= Het Rooise Broek and De Scheeken =

Het Rooise Broek and De Scheeken are nature areas that border the outskirts of the village of Boskant, Meierijstad, North Brabant. Both het Rooise Broek and de Scheeken are part of the larger area Het Groene Woud.

The area around Boskant - het Rooise Broek - is characterized by the many small, often irregularly shaped, parcels along which there are often poplars planted. Poplars used to provide wood for the clog industry. So called donks (a shallow hills in a further flat landscape) can be seen in this area, these are the higher parts in this park-like landscape and are still recognizable in street names like Donderdonk and Goeiendonk.

On the northwest side of Boskant is the municipal border forest and nature reserve De Scheeken, consisting of poplar forests interspersed with spruce, oak, beech and pastures.

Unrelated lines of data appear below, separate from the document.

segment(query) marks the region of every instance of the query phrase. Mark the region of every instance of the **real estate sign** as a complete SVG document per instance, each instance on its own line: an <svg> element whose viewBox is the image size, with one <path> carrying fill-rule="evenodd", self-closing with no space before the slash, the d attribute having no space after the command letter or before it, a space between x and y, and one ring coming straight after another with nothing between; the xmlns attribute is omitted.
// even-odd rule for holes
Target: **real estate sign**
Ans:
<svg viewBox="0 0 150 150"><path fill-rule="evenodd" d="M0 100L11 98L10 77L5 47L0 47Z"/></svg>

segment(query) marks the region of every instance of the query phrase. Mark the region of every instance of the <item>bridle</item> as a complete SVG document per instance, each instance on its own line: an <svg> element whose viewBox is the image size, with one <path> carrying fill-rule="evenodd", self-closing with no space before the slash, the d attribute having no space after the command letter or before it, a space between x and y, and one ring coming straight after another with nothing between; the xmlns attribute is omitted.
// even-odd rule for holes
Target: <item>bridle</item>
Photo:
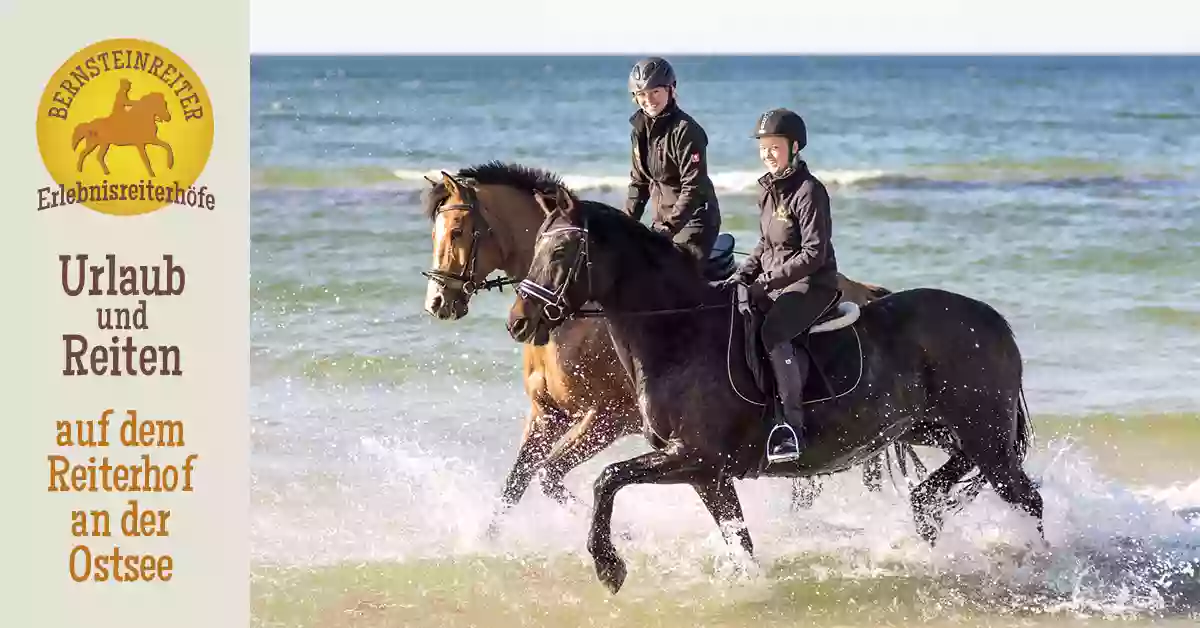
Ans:
<svg viewBox="0 0 1200 628"><path fill-rule="evenodd" d="M471 216L471 224L473 227L471 229L470 248L467 249L467 266L465 272L462 274L448 273L443 270L431 268L429 270L421 271L421 274L425 277L428 277L431 281L436 282L443 288L457 288L468 297L476 292L485 292L493 289L503 292L504 286L516 284L517 280L507 275L504 277L497 277L495 279L485 278L483 281L477 281L475 279L475 271L479 262L479 241L482 240L484 236L495 237L496 233L492 230L491 224L483 217L483 211L479 206L479 197L475 194L474 188L471 188L470 186L460 182L459 190L464 196L467 197L467 202L442 205L438 207L436 211L434 211L434 216L436 218L436 216L439 214L448 211L465 211L469 216Z"/></svg>
<svg viewBox="0 0 1200 628"><path fill-rule="evenodd" d="M538 240L541 240L548 235L572 231L577 231L583 234L583 245L580 251L575 255L575 261L571 264L571 269L567 271L566 279L563 279L563 282L558 289L550 290L528 278L522 279L521 282L517 284L516 288L519 296L540 302L542 304L542 313L546 315L547 319L554 322L561 321L564 317L566 317L567 309L570 307L570 304L567 303L567 290L571 287L571 281L574 280L579 274L579 269L582 268L584 264L587 265L588 286L592 285L592 256L588 253L588 241L590 239L588 238L587 217L584 217L582 227L576 227L574 225L568 227L558 227L556 229L549 229L538 234ZM579 311L573 316L588 314L595 316L600 314L600 312Z"/></svg>
<svg viewBox="0 0 1200 628"><path fill-rule="evenodd" d="M551 234L572 232L572 231L583 234L583 245L582 245L582 248L580 249L580 251L575 255L575 261L571 264L571 269L569 271L567 271L567 276L565 279L563 279L562 284L559 285L557 289L551 290L531 279L526 278L526 279L522 279L521 282L517 284L517 288L516 288L518 296L540 302L542 304L542 313L546 316L546 318L548 320L550 320L552 322L557 323L557 322L563 320L564 318L573 318L573 319L602 318L602 317L611 316L614 314L618 314L620 316L661 316L661 315L666 315L666 314L685 314L685 313L691 313L691 312L698 312L701 310L711 310L711 309L726 307L724 304L721 304L721 305L697 305L697 306L693 306L693 307L669 308L669 309L663 309L663 310L645 310L645 311L637 311L637 312L605 312L604 310L599 310L599 309L586 310L581 307L578 310L568 314L568 311L570 310L571 305L570 305L570 303L567 302L567 290L570 289L571 282L574 281L579 276L579 274L580 274L579 271L581 268L584 268L586 266L588 287L590 288L593 285L592 284L592 256L591 256L591 252L590 252L590 247L588 246L588 242L589 242L590 238L588 237L587 215L584 214L582 227L576 227L574 225L570 225L567 227L558 227L555 229L548 229L548 230L543 231L542 233L538 234L538 240L541 240L542 238L544 238L548 235L551 235Z"/></svg>

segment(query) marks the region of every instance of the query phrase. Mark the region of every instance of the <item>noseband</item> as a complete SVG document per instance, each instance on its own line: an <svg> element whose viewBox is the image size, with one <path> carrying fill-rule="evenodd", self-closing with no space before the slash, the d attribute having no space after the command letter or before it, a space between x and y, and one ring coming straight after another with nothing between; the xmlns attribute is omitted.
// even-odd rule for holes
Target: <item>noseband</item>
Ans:
<svg viewBox="0 0 1200 628"><path fill-rule="evenodd" d="M470 188L462 186L462 189L469 190ZM495 232L492 231L491 224L483 218L483 212L479 209L479 199L472 192L466 203L451 203L442 205L437 208L434 215L441 214L447 211L465 211L472 218L473 229L471 230L471 245L467 250L467 267L465 273L448 273L443 270L431 268L421 271L421 274L428 277L431 281L435 281L443 288L454 288L451 284L457 284L459 290L468 297L476 292L485 292L488 290L499 290L504 292L504 286L510 286L517 283L517 280L504 276L495 279L484 279L483 281L475 280L475 269L479 261L479 241L483 236L488 235L495 237ZM480 226L482 225L482 229Z"/></svg>
<svg viewBox="0 0 1200 628"><path fill-rule="evenodd" d="M584 219L582 227L559 227L558 229L551 229L538 235L538 239L540 240L551 234L570 231L578 231L583 234L583 248L575 256L575 263L571 264L571 269L567 271L567 277L563 280L562 285L557 290L551 290L530 279L523 279L521 283L517 284L516 288L519 296L540 302L542 304L542 313L546 315L547 319L554 322L561 321L567 316L567 310L570 308L570 304L567 303L567 289L571 287L571 282L579 275L579 269L585 263L587 264L588 285L590 286L592 283L592 258L588 255L587 219ZM590 312L580 313L587 314Z"/></svg>

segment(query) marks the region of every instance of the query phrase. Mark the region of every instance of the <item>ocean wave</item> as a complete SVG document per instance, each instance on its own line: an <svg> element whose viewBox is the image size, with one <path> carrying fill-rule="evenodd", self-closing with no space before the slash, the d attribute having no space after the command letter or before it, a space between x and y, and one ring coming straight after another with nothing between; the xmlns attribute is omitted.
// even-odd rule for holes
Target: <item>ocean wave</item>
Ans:
<svg viewBox="0 0 1200 628"><path fill-rule="evenodd" d="M393 176L401 182L412 183L427 181L425 177L441 179L438 170L394 170ZM831 187L849 187L869 185L875 181L887 181L894 177L884 170L816 170L814 174ZM763 176L759 170L731 170L714 172L709 175L717 192L739 193L753 192L758 189L758 179ZM624 193L629 186L629 175L593 175L571 174L561 175L564 183L577 192L620 192Z"/></svg>
<svg viewBox="0 0 1200 628"><path fill-rule="evenodd" d="M1163 171L1082 159L1047 159L1032 162L985 160L974 163L913 166L904 170L880 168L814 170L831 188L861 189L977 189L1012 187L1087 188L1121 185L1158 185L1192 181L1197 172ZM760 170L716 171L711 175L718 194L754 194ZM562 172L563 181L576 192L624 194L627 174ZM420 191L430 180L441 179L439 169L393 169L358 166L327 169L254 169L251 181L259 189L275 188L398 188Z"/></svg>

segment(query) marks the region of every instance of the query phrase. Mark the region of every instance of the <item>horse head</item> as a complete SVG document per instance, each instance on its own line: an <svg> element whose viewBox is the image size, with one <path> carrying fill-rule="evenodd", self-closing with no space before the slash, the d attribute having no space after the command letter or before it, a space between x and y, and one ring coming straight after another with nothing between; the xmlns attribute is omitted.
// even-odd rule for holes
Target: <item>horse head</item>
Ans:
<svg viewBox="0 0 1200 628"><path fill-rule="evenodd" d="M162 92L150 92L138 99L138 109L153 117L156 122L170 122L171 110L167 108L167 97Z"/></svg>
<svg viewBox="0 0 1200 628"><path fill-rule="evenodd" d="M563 188L555 196L536 194L546 214L538 229L533 260L517 285L508 331L518 342L544 345L550 332L592 298L597 281L588 243L586 211Z"/></svg>
<svg viewBox="0 0 1200 628"><path fill-rule="evenodd" d="M500 267L504 252L484 218L479 189L446 172L441 183L432 182L426 207L433 219L433 265L422 274L429 278L425 311L439 319L466 316L471 296L501 285L487 276Z"/></svg>

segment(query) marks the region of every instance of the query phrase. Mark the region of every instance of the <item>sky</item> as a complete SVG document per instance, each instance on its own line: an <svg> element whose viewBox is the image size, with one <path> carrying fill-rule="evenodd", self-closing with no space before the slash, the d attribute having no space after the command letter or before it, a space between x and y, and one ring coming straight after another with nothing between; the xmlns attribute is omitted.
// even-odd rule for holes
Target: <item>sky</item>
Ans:
<svg viewBox="0 0 1200 628"><path fill-rule="evenodd" d="M249 0L252 53L1197 53L1200 0Z"/></svg>

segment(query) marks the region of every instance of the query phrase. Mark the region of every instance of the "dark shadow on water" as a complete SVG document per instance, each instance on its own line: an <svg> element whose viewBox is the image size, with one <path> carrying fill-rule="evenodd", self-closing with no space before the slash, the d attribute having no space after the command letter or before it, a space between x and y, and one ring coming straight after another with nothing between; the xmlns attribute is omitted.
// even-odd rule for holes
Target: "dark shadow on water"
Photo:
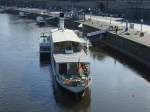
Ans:
<svg viewBox="0 0 150 112"><path fill-rule="evenodd" d="M50 65L50 55L47 54L40 54L39 55L39 62L40 62L40 67L45 67Z"/></svg>
<svg viewBox="0 0 150 112"><path fill-rule="evenodd" d="M50 62L50 54L47 53L40 53L39 55L40 62Z"/></svg>
<svg viewBox="0 0 150 112"><path fill-rule="evenodd" d="M32 19L21 18L19 16L15 16L15 15L8 15L8 16L9 16L9 19L11 21L11 24L22 24L22 23L31 24L31 23L35 23L35 21L32 20Z"/></svg>
<svg viewBox="0 0 150 112"><path fill-rule="evenodd" d="M127 55L124 55L123 53L120 53L108 46L102 47L102 46L95 46L90 49L92 55L95 55L95 57L98 60L102 60L105 58L105 56L113 57L115 61L119 61L126 67L134 70L137 72L140 77L143 77L145 80L150 82L150 69L143 64L137 62L133 58L128 57ZM102 55L104 54L104 55ZM103 56L103 57L102 57Z"/></svg>
<svg viewBox="0 0 150 112"><path fill-rule="evenodd" d="M50 65L50 60L39 60L40 62L40 67L46 67Z"/></svg>
<svg viewBox="0 0 150 112"><path fill-rule="evenodd" d="M12 24L32 24L35 23L35 21L31 19L25 19L25 18L15 18Z"/></svg>
<svg viewBox="0 0 150 112"><path fill-rule="evenodd" d="M39 28L47 28L47 27L54 27L54 26L52 26L52 25L50 25L50 24L48 24L47 22L45 23L45 24L42 24L42 25L39 25L39 24L37 24L37 23L35 23L36 24L36 26L37 27L39 27ZM55 27L54 27L55 28Z"/></svg>
<svg viewBox="0 0 150 112"><path fill-rule="evenodd" d="M85 92L85 96L81 94L71 93L64 88L60 87L58 83L53 83L53 93L55 97L55 101L58 105L63 106L65 108L73 108L75 106L79 106L78 109L88 108L91 102L90 90L87 89Z"/></svg>
<svg viewBox="0 0 150 112"><path fill-rule="evenodd" d="M50 62L49 61L40 61L40 67L46 67L46 66L49 66L50 65Z"/></svg>
<svg viewBox="0 0 150 112"><path fill-rule="evenodd" d="M103 51L103 49L100 49L98 47L91 47L90 48L90 56L93 57L93 59L103 60L107 56L107 54Z"/></svg>
<svg viewBox="0 0 150 112"><path fill-rule="evenodd" d="M53 94L55 101L60 108L64 108L66 110L76 108L78 110L86 110L89 108L91 103L91 92L88 88L82 96L81 94L74 94L69 92L68 90L62 88L57 82L54 75L52 77L52 85L53 85Z"/></svg>
<svg viewBox="0 0 150 112"><path fill-rule="evenodd" d="M22 23L24 23L24 24L31 24L31 23L35 23L35 22L33 22L33 21L15 21L12 24L22 24Z"/></svg>

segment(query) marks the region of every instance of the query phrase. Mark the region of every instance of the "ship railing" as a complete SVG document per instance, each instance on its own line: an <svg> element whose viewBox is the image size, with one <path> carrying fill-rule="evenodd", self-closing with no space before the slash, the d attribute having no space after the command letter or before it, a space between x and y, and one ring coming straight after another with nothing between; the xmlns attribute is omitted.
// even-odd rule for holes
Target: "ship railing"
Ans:
<svg viewBox="0 0 150 112"><path fill-rule="evenodd" d="M81 87L81 86L86 86L88 85L89 81L91 78L87 75L82 75L80 74L63 74L63 75L58 75L59 80L61 80L65 85L67 86L72 86L72 87Z"/></svg>
<svg viewBox="0 0 150 112"><path fill-rule="evenodd" d="M40 43L50 43L49 36L40 36Z"/></svg>

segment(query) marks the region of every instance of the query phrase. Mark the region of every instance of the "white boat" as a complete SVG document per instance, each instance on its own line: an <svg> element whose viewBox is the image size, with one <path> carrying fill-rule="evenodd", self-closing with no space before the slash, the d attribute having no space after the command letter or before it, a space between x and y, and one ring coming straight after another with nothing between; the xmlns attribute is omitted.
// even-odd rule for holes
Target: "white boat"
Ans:
<svg viewBox="0 0 150 112"><path fill-rule="evenodd" d="M50 46L50 37L49 35L46 35L46 33L42 33L40 36L40 60L45 60L50 57L50 51L51 51L51 46Z"/></svg>
<svg viewBox="0 0 150 112"><path fill-rule="evenodd" d="M19 16L20 17L26 17L27 15L25 14L25 12L19 12Z"/></svg>
<svg viewBox="0 0 150 112"><path fill-rule="evenodd" d="M50 37L45 33L40 36L40 53L50 53Z"/></svg>
<svg viewBox="0 0 150 112"><path fill-rule="evenodd" d="M64 28L64 17L60 15L60 27L50 36L52 72L60 86L81 93L91 83L86 46L73 30Z"/></svg>
<svg viewBox="0 0 150 112"><path fill-rule="evenodd" d="M46 21L44 20L44 18L42 16L36 17L36 22L39 26L43 26L46 24Z"/></svg>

"Het Brabantse Landschap" uses cattle and horses for extensive grazing.
As part of Het Groene Woud, there is a wildlife crossing across the A2 between de Scheeken and further west located forest and nature of Velder and Mortelen which serves as an important link for the animals to cross between the different areas.

In het Rooise Broek and de Scheeken are several hiking trails, and in the area there are some artfully carved figures in dead trees made by the Boskantse tree artist Theo Sonnemans.